「あしたのジョー」すべての出来事を漫画とアニメの違いを確認しながら振り返っています。

アニメ、漫画の該当箇所も書いておくので「あの場面は、何巻だっけ?アニメの第何話だっけ?」と思った時にもご活用ください。




エピソード

剣持は、金より2階級上のライト級ですが、金にまるで歯が立ちません。

金は、氷のような冷静さで確実に剣持を追い詰めていきます。

とてもやりにくそうな相手です。

金と剣持の試合を葉子も見に来ていました。

ふたりは、少しだけ話をします。

該当箇所

コミック:15巻P45~67
アニメ2:第19話「戦うコンピューター…金竜飛」

コミックの掲載箇所としているのはKCコミックでのページです。

原作とアニメの相違点

葉子と顔を会わせる場所とタイミングがちょっと違う

原作アニメとも、ジョーは段平とふたりで試合を見に行くのですが、原作では、途中でテレビ関東の大橋運動部長を見つけた段平が、挨拶しに行ってジョーが一人で観戦している格好になります。

その時ジョーは、減量した体であいつに勝てるわけがないと、独り言を言っています。

勝てっこねえ!

KCコミックあしたのジョー(15)P52 (c)高森朝雄・ちばてつや2012

ジョーがこんなことを言うのは、とても珍しいです。

それほどに金は上手く、そして減量はきついということなのでしょう。

そこへ葉子が現れ、空いている段平の席に座ってジョーと話します。

アニメでは、段平はずっと座ったままですが、金が剣持をダウンさせた瞬間に勝負の行方を知ったジョーがカウントを待たずに立ち上がって先に帰ってしまいます。

エレベーターで葉子とふたりになり、そこで少し話します。

葉子の心配していることが違う

アニメの葉子が気にしているのは、ジョーの減量です。

葉子は、ジョーのウェイト問題を認識しているのが自分ひとりだと分かっているので、もう段平に話したほうがいいと言っています。

原作でこの日の葉子がジョーに尋ねるのは、なぜ勝算のない相手に挑戦するのか、なぜそうまで自分を追い込むのかということです。

減量の件も含まれているのだろうと思いますが、葉子の知りたいのは、もっと大きなこと、突き詰めればジョーの生き方そのものについてです。

果たしてジョーはどう答えるのか。

断っておくが勝算はあるぜ

金龍飛がなんだ…
必ずこの手でぶったおしてみせるっ

よく覚えとくがいい
数週間後おれは東洋のチャンピオンだっ

KCコミックあしたのジョー(15)P240~241 (c)高森朝雄・ちばてつや2012

ついさっき、誰もいないときには「勝てっこねえ」と言っていたのに…

これが矢吹丈。

葉子の「なぜ」に対して理由を語ってはいませんが、ジョーはこういうふうに生きてきたし、これからもこうして行くのでしょう。

葉子は、ジョーの内心を見抜いています。

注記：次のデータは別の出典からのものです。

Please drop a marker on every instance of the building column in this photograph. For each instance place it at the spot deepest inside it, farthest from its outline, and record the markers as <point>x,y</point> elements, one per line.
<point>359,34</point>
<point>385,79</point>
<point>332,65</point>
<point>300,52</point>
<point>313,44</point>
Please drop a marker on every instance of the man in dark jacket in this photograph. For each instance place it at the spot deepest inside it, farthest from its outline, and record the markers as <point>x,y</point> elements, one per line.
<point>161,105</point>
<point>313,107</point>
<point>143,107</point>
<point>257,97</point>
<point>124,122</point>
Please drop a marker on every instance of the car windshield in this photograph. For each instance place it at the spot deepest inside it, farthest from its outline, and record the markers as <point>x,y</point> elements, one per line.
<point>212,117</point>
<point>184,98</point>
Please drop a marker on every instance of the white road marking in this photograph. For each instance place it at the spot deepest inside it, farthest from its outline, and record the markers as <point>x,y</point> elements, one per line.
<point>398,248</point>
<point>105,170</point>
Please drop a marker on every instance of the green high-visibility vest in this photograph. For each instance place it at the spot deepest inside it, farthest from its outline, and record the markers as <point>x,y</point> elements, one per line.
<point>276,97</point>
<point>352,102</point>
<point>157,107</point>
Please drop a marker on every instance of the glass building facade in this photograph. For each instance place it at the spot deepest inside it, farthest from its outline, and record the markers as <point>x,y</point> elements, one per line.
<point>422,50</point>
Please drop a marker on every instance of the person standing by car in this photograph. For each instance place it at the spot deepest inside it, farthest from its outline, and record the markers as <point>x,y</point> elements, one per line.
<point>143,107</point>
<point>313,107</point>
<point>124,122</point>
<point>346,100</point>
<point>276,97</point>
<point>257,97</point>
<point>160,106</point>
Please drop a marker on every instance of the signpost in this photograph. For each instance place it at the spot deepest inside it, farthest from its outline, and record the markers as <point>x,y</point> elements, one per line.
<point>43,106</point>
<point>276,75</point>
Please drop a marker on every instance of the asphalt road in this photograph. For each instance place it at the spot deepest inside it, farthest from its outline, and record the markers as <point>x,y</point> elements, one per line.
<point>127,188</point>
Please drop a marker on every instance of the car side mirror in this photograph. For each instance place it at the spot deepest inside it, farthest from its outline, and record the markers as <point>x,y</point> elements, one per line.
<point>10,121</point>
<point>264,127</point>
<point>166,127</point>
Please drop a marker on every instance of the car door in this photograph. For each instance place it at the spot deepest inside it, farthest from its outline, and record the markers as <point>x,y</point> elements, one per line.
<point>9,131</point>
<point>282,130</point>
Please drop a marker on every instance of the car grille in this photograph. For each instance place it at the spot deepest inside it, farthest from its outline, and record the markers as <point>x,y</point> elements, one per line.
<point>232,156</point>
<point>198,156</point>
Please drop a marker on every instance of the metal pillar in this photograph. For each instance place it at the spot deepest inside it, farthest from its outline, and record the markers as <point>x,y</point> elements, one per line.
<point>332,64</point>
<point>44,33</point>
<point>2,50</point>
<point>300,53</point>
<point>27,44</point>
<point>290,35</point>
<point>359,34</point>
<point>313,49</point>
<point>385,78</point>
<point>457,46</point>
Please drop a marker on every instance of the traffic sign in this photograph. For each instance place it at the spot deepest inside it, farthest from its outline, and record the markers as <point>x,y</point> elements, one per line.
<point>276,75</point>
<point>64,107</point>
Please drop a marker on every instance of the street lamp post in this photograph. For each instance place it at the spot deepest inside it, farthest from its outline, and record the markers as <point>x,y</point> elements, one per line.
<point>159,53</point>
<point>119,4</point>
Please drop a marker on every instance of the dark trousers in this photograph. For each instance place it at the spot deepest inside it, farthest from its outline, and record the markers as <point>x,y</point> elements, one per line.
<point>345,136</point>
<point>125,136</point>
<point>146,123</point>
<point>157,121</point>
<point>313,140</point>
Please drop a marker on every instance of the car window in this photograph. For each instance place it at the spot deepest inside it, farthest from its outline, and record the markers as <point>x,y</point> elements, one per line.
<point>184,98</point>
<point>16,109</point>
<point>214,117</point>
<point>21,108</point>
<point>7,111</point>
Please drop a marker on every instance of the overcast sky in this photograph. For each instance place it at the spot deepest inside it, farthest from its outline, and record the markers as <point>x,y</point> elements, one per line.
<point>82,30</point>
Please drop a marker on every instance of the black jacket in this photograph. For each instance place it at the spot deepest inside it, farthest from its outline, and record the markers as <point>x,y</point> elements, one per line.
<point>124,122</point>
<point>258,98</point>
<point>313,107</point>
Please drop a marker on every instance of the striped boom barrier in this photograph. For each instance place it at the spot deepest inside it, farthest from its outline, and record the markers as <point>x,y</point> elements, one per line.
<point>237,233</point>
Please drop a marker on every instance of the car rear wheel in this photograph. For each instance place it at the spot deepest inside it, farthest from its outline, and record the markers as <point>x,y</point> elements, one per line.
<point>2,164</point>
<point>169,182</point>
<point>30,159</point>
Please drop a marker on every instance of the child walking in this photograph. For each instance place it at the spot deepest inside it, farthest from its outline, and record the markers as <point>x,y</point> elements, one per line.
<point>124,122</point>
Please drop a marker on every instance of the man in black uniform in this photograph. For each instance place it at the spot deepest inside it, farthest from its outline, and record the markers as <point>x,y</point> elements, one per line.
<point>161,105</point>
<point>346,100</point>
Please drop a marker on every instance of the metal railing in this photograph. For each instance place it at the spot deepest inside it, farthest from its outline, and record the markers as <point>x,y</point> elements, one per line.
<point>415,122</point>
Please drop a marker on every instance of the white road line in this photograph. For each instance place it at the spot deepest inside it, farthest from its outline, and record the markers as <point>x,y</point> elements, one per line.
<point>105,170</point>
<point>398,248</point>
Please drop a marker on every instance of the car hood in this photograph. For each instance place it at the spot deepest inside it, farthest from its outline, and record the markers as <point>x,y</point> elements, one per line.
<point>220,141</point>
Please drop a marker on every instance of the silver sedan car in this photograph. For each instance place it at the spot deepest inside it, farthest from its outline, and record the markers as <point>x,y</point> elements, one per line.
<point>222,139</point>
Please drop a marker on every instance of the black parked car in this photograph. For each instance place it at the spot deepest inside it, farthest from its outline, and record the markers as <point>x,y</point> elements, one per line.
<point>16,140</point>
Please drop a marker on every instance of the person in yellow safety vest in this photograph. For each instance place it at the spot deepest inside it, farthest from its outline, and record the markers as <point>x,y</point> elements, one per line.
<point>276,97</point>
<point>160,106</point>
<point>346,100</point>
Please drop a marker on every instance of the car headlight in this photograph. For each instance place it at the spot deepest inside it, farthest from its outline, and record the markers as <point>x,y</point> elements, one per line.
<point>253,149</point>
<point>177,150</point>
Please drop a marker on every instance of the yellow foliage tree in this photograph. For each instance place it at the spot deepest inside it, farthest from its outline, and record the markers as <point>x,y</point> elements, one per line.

葉子には、この返答ですべて分かったでしょう。

この日の会場でのジョーの独り言と葉子の問い、それに対するジョーの反応。

この一連の流れは、どうしたわけかあまりクローズアップされない名場面だと思います。

私も子供の頃は気に留めることのない場面でしたが、自分がジョーの年齢を追い越した今では、読むたびに泣きそうになります。

本心では、自分が超人でも最強でもないことを知っていたジョー。

守ってくれる人のいない境遇で、強がりだけが鎧だった?

でも、言っちゃったらやらなきゃいけない。

15歳の頃にもうあんなに喧嘩が強かったのもそのせい?

段平は、大橋部長と銀座のクラブで呑んでます。